VIII - Assim, os despachos em crise de S. Ex.ª a Secretária de Estado da Solidariedade e Segurança Social, ao terem dado por finda a comissão de serviço dos directores dos CDSSS do ISSS, substituindo-se à competente deliberação do respectivo Conselho Directivo, estão letalmente feridos do vício de incompetência absoluta, por serem estranhos às atribuições da pessoa colectiva pública (Estado) de que participa o órgão que os prolactou, agredindo, do mesmo passo, a esfera de atribuições do ISSS, conforme legalmente delimitada nos respectivos Estatutos. Razão pela qual os actos em apreço se traduzem, ao pretender apressada e abusivamente assimilar o ISSS a um serviço da administração directa do Estado (à laia de uma qualquer Direcção-Geral) e ao ignorar a sua condição de organismo da sua administração indirecta numa ofensa ao disposto no art.° 199.°, alínea d), da Lei Fundamental e, num plano mais preciso e imediato, do preceituado no art.° 133.°, n.° 2, alínea b), 2ª. parte, do Código do Procedimento Administrativo (aprovado pelo Decreto-Lei n.° 442/91, de 15 de Novembro, na redacção que lhe foi emprestada pela Lei n.° 6/96, de 31 de Janeiro), o que tudo conduz, inelutavelmente, à respectiva nulidade.

IX - E nem se obtempere que os actos em apreço foram praticados ao abrigo da aditada alínea f) ao art.º 12.° do Regulamento do Pessoal Dirigente e de Chefia do ISSS, segundo a qual o exercício dos cargos dirigentes e de chefia de sector pode igualmente cessar (e passamos a transcrever) "Por despacho fundamentado do Ministro da Segurança Social e do Trabalho, nos termos do art.° 20. °, n.° 2, alínea a), da Lei n.° 49/99, de 22 de Junho." Em boa verdade, este acto administrativo, em que, sob o manto da forma regulamentar, se oculta um acto com destinatários ostensivamente individualizados, ou pelo menos individualizáveis, sem prejuízo de ir dirigido a disciplinar uma situação recortada em termos puramente abstractos, o que, a confirmar-se, briga com o princípio da inderrogabilidade singular dos regulamentos) que modificou a redacção do n.° 1 do art.° 12.° do Regulamento o Pessoal Dirigente e de Chefia do ISSS deve considerar-se, sob todos os pontos de vista juridicamente relevantes, como nulo e de nenhum efeito. Mas, mesmo que se considere que estamos perante um regulamento, também ele é, pelos mesmos fundamentos nulo e de nenhum efeito.
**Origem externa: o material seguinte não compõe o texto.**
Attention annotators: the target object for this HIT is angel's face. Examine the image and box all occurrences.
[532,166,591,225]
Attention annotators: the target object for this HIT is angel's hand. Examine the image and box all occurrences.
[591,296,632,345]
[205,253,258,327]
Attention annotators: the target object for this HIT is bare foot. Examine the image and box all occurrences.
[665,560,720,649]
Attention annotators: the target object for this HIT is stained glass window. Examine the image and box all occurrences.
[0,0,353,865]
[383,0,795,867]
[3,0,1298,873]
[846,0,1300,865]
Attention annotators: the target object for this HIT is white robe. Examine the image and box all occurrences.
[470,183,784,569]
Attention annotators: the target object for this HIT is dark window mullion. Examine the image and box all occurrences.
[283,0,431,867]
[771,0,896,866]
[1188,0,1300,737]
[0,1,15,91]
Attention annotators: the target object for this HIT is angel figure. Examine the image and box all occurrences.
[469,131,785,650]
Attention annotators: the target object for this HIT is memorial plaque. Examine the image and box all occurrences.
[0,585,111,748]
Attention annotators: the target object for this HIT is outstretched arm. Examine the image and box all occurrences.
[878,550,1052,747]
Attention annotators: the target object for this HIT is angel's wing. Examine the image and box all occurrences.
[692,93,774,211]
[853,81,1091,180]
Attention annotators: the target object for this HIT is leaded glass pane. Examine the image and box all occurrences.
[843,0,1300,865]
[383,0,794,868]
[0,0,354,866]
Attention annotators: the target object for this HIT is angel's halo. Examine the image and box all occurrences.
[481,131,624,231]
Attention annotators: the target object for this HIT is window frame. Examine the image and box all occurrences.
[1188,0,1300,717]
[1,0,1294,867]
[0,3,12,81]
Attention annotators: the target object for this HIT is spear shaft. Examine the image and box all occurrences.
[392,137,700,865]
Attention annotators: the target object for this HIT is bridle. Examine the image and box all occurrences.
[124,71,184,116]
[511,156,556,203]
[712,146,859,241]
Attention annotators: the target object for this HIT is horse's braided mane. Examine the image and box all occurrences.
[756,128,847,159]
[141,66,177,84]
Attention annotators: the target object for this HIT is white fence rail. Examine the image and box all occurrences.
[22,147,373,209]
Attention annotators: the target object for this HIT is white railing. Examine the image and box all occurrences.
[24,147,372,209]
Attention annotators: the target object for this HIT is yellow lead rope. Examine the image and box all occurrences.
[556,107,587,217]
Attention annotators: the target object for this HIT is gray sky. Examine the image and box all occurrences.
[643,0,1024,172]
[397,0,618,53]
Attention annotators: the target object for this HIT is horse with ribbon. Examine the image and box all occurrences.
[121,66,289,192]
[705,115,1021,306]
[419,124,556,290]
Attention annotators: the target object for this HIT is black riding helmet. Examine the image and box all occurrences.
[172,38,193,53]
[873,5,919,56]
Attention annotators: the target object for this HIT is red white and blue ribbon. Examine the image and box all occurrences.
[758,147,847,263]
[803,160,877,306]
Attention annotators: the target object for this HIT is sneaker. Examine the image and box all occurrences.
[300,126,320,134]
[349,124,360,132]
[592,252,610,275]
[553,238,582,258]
X - Ante esta competência estatutariamente consignada ao Conselho Directivo do ISSS, natural se torna que no art.º 3º, n.º 1, do Decreto-Lei n.º 316-A/2000, de 7 de Dezembro, que procede à aprovação desses mesmos estatutos, se limite a reservar para o membro do Governo um simples poder de aprovação, por despacho, do regulamento interno do ISSS. A alteração ao Regulamento do Pessoal Dirigente e de Chefia do ISSS (independentemente da sua qualificação como regulamento ou acto administrativo) enferma, por esta forma, de nulidade absoluta, importando esta sua completa inaptidão para produzir quaisquer efeitos jurídicos a concomitante impossibilidade de nela (alínea f) do art.° 12.° do regulamento em questão, aditada pelo já sobejamente referido despacho de S. Ex.ª a Secretária de Estado da Segurança Social) ancorar ou fundar os despachos ora objecto de impugnação.
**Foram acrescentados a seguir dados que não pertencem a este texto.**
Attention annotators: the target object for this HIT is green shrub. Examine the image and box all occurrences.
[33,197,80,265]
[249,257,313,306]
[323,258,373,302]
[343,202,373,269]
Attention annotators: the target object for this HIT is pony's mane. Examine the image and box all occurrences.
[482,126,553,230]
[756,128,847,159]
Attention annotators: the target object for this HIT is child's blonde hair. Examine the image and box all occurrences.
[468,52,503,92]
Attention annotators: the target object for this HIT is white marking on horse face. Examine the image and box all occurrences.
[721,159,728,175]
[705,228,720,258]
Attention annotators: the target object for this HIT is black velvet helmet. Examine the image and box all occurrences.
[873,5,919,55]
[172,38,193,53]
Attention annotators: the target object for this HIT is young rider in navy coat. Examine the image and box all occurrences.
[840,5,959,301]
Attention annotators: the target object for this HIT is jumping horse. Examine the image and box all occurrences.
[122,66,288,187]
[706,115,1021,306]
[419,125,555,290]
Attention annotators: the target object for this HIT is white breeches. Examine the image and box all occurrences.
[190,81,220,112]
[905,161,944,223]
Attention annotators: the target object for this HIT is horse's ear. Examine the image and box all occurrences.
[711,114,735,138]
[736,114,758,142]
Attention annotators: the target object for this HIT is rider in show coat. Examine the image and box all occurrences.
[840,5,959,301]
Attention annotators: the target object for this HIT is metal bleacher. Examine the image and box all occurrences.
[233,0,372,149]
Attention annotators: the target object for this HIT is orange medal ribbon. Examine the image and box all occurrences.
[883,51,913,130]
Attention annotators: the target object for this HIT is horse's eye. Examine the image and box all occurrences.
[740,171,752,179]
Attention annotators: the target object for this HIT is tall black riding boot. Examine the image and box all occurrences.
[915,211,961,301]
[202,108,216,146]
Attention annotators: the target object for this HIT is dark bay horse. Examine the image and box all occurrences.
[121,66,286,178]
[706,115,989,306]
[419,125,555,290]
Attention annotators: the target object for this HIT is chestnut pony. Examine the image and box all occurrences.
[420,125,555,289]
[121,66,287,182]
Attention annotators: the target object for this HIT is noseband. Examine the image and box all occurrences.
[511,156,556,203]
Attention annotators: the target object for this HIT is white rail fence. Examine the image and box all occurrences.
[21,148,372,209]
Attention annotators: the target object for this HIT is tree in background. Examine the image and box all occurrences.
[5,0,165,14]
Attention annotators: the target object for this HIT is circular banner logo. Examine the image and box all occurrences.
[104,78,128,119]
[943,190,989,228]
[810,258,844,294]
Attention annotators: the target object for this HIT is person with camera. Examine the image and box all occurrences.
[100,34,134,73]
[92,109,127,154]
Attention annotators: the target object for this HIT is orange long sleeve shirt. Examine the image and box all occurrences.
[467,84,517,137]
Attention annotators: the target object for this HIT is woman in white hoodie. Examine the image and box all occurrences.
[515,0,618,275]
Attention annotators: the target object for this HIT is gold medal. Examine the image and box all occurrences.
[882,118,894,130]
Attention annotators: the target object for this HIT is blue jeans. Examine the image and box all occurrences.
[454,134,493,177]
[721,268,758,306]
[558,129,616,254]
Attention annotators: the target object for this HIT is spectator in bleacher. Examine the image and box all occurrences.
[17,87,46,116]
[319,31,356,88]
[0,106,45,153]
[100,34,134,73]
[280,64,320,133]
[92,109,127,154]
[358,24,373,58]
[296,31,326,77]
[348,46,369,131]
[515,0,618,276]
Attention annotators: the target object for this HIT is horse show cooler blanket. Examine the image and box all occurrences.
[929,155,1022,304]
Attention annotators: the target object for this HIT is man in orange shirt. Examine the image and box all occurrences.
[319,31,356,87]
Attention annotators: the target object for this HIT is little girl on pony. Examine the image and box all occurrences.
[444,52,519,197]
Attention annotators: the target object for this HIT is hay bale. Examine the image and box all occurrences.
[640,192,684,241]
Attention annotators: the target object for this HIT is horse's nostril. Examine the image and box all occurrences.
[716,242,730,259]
XI - Sem que em tal se conceda, e ainda que, por mera hipótese de raciocínio, se entenda que os despachos que ditaram o fim da comissão de serviço dos recorrentes não padecem do vício de nulidade, sempre haverá que dizer que os mesmos carecem em absoluto de fundamentação. E a razão é, aliás, bem simples. Com efeito, os despachos de S. Ex.ª a Secretária de Estado da Segurança Social limitam-se a recalcar os dizeres da Lei, condensados, designadamente, no art.º 20.°, n.º 2, alínea a), da Lei n.º 49/99, de 22 de Junho (pese embora a sua inaplicabilidade ao caso sub judice), sem que se aduza um único facto capaz de comprovar esta inaptidão dos ora impugnantes para acompanhar e introduzir as novas linhas programáticas definidas politicamente para o sistema de segurança social.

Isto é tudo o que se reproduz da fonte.